Alice asks what Leo did for a living in California. Mabel says she has told her mother several times that Leo was a successful stockbroker. That’s how she got her furs and jewelry. In a way-too-long scene, Mabel assures her mother that Leo is a good man. He just needs time to get established in the east. Alice is still worried about that mugshot, though.
Blah blah blah. There is a lot to like in the episode. The actors, especially Alice and Meade, do great jobs. The twist is excellent, and atypical of what we usually get with AHP. Unfortunately, it just feels bloated in more than one scene. Still, despite dragging a little, it is worth watching for the ending. Rather than reading this, you should watch the episode; or do just about anything else, really.
SPOILER:
In a nutshell, Alice returns to the police station to get more info on Draves. Meade figures out that Draves is Leo. Meade comes to Alice’s apartment that night to arrest Leo/Draves. The twist is that Mabel is also one of America’s Most Wanted, and not just by me. In being a good citizen, Alice randomly stumbled across a photo that busted Leo. No big loss there, but she also has sent her daughter to the big house.
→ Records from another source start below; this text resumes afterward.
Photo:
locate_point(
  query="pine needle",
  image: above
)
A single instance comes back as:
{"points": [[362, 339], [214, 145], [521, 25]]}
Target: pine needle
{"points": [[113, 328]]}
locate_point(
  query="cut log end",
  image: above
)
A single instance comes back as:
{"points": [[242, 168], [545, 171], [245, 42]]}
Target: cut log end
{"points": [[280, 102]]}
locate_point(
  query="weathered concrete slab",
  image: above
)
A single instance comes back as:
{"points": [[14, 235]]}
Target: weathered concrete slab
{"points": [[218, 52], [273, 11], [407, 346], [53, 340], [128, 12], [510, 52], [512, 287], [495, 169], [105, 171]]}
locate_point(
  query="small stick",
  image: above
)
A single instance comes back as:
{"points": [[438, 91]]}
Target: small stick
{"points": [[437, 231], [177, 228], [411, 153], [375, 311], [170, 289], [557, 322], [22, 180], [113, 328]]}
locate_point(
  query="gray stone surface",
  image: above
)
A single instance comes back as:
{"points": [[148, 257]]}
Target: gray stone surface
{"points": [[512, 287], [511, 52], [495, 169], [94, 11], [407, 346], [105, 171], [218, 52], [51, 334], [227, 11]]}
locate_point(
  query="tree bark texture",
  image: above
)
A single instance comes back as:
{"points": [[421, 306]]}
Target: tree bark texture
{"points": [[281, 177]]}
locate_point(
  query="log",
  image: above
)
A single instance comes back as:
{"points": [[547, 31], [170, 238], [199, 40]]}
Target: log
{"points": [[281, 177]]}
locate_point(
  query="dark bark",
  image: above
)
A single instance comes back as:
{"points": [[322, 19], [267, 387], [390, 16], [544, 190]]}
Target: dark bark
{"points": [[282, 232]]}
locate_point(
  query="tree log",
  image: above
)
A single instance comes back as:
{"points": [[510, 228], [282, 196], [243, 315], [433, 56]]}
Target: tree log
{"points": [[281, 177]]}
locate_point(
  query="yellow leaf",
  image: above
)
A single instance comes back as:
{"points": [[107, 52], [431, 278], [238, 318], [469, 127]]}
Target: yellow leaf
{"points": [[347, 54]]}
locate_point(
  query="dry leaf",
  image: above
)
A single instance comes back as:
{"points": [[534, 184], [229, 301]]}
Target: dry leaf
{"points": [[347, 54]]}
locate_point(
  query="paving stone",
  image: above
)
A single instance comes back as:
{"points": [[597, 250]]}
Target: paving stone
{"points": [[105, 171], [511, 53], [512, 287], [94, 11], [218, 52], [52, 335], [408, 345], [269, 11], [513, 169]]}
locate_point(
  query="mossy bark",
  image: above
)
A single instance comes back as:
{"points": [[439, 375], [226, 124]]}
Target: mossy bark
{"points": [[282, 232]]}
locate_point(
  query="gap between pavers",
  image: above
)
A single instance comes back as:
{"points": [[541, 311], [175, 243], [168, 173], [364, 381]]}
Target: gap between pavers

Far be it from me to suggest a legitimate weakness with the consistently excellent AHP, but a couple of things did seem problematic. Meade makes the point that if Alice had been searching the mugshots for a woman, she would have seen her daughter’s photo. This is emphasized as if it were the real stinger, but it is anti-climatic. By that point, we have already seen Alice’s reaction to the news that her daughter is a criminal.
Inexplicably, the final shot zooms in on Mabel alone as she approaches a door frame and pounds it, looking completely beaten. She’s a crook, no better than Leo. She does not deserve the focus of the last shot. We should have ended up on Alice’s face. She is the center of this scene. Not only has she learned her daughter — who she clearly loves — is a criminal, but she is responsible for sending her own daughter to prison. Ya got tragedy, anguish, guilt, helplessness, and just plain old bad luck. There’s your last shot.
I would have been totally OK with running shots of Mabel under the credits, though.
Other Stuff:
- Title Analysis: Alice at first thought it was just the opposite — two men with one face. However, the title actually refers to the face Leo shows to Alice versus the face he shows as a criminal. Cool.
- Mabel’s real name is Bethel, which might actually be worse.
- AHP Deathwatch: No survivors. BTW, Spring Byington (Alice) was born just 21 years after The Civil War.